彼にとっては記念すべき「初めてのインタビュー」なんだ。そしてそれは自分にとっても――二人にとって「初インタビュー」。なのに自分、ぜんぜん気持ちが入ってなかった。


舞鳳は姿勢を正す。

デイビッドくんはというと、もともと姿勢がいい。いや、たぶんこれは「もともと」ではない。どんなときも姿勢を良くしておこうという「プロ意識」からくるのかもしれない。舞鳳は脳内でデイビッドくんの言葉を反芻した。
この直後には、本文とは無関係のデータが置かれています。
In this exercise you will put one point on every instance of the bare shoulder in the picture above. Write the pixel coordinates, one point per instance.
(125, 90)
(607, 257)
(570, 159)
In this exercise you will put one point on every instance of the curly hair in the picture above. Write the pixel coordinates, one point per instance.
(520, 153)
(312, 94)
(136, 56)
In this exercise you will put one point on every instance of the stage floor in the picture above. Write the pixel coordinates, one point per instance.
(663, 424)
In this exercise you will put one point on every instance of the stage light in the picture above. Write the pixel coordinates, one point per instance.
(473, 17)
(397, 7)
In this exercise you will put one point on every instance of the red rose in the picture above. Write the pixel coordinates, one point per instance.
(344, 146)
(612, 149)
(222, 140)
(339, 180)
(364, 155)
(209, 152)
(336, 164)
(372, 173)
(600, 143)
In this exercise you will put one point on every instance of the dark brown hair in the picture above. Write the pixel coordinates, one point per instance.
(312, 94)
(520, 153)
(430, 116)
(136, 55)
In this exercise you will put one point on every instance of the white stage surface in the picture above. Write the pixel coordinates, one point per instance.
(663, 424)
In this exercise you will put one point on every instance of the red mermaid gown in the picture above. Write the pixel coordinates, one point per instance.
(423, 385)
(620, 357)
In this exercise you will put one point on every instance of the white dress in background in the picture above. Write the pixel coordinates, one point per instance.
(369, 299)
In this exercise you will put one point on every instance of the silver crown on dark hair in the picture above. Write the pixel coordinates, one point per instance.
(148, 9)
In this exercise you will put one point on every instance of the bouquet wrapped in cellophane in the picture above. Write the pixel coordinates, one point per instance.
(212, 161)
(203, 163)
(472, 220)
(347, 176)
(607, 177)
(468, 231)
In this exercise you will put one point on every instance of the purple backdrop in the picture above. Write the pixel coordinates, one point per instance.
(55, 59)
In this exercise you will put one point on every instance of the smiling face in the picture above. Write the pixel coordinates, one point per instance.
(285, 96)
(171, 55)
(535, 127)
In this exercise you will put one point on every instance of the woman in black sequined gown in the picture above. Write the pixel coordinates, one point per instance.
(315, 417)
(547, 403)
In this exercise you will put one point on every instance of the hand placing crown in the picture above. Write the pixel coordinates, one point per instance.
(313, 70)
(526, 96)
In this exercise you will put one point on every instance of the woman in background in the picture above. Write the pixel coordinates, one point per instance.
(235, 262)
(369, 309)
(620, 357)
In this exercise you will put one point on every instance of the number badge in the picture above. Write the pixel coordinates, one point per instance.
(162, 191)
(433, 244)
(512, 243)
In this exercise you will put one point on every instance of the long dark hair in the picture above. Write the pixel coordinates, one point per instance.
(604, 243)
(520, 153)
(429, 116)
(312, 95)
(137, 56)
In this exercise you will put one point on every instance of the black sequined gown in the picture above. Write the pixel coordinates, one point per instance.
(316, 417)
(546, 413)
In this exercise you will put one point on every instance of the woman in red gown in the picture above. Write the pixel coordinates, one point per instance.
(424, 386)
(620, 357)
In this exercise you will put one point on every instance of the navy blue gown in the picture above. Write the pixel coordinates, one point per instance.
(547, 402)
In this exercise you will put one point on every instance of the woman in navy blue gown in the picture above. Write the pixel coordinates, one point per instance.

「髪の毛の先からスパイクの先まで、全部パーフェクトにするつもりで生きているんだ」


ん?! 

反芻って言葉はもしかしてアウトですか?!

丸尾編集長にこんな字読めるかって……それこそ殺されちゃうかな。

そんなくだらないことを想っていると、デイビッドくんに逆インタビューされた。


「マドリさんはシャンプー好きなんですか?」

「え?」


ぼーっとしていて何の話か忘れてた。あわててテキトーに返す。


「あ、うん。大好き」

「シャンプー中ってひまじゃないですか? 手は離せないし、目は閉じてるし。オレ、ヒマなのキライです。シャンプーのどこが好きなんですか?」

「ん? えっと……」


わたし、何でシャンプー大好きなんだっけ?

デイビッドくんは大好きな「デイビッド・ベッカム」について即答していた。

あらためてそれはすごいことだと感心する――なんて感心している場合じゃない。


「わたしの場合、決めてるんだ。その日に何があったか、最初から最後まで思い出すことにしてる。シャンプー中に」


大好きな理由になってないし!

ていうか「ヒマのつぶし方」のレクチャーになっている!


「おお! そっか。オレも今度からそうしよう。オレ、その一日のこと思い出すヤツ、寝る直前にやってるんですよ。そっか。タイミング的にはシャンプーのときがいいですね。寝る直前だと嫌なことがあった日、寝られなくなるときあるから」


嫌なことがあった日――舞鳳はいっしゅん固まる。「カーストが下」というフレーズが頭をよぎる。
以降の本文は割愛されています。